Therefor, we optimize it through a two-step process
- Expectation Step: Fix \(\theta\) to be \(\theta^{old}\), evaluate the posterior distribution of \(Z\) , i.e., because we know the form of the likelihood, we can calculate the posterior as long as a prior of \(Z\) is given. \[ P(Z = z | \theta^{old}, X) = \frac{P(Z|\theta^{old})P(X|Z,\theta^{old})}{P(X|\theta^{old})} = \frac{P(Z|\theta^{old})P(X|Z,\theta^{old})}{\sum_{z}P(Z|\theta^{old})P(X|\theta^{old})} \]
- Maximization Step: Maximize the likelihood \(P(X|\theta)\) but use the posterior \(P(Z|\theta^{old},X)\) in place of the prior \(P(Z|\theta)\), i.e., maximize \[ Q(\theta, \theta^{old}) = \sum_{z} P(Z|\theta^{old}, X)P(X|Z, \theta) \]
- Repeat the two steps until convergence.

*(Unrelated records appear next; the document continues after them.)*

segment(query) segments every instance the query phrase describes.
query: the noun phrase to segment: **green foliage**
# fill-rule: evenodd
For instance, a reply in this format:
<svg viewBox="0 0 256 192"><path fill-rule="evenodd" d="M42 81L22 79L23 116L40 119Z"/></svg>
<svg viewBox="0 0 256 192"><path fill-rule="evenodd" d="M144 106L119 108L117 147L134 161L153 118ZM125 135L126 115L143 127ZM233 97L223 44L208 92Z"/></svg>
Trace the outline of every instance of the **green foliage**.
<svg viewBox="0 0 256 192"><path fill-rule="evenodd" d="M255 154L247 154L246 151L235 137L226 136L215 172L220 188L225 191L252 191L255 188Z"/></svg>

We can interpret the EM algorithm by considering a decomposition of the likelihood, i.e., \[ \begin{aligned}\ln(p(X|\theta)) &= \mathcal{L}(q, \theta) + KL(q||p) \\&= \sum_{Z}q(Z)\ln(\frac{p(X, Z| \theta)}{q(Z)}) - \sum_{Z}q(Z)\ln(\frac{p(Z|\theta,X)}{q(Z)}) \\&= \sum_{Z}q(Z)\ln(p(X,Z|\theta)) - \sum_{Z}q(Z)\ln(p(Z|\theta, X)) \\&=\sum_{Z}q(Z)\ln(\frac{p(X,Z|\theta)}{p(Z|\theta, X)})\\&=\sum_{Z}q(Z)\ln(p(X|\theta)) \\&=\ln(p(X|\theta))\end{aligned} \] where \(q(Z)\) is an arbitrary prior of \(Z\).
This decomposition tells us that for given a fixed \(\theta\), the best prior \(q(Z)\) is found by letting it equal to the posterior \(p(Z|\theta, X)\), since it’s the only way to make the KL divergence 0. Also, for a fixed \(P(Z)\), we can obtain the best \(\theta\) by using maximal likelihood optimization.
Limitations
While the idea of EM is powerful, it is impractical in models where the evaluation of the posterior \(p(Z|\theta, X)\) is impossible (think multi-layer deep neural network with nonlinearity in between).
To make inference about \(Z\) in those cases, we need to resort to another powerful tool (Variational Inference).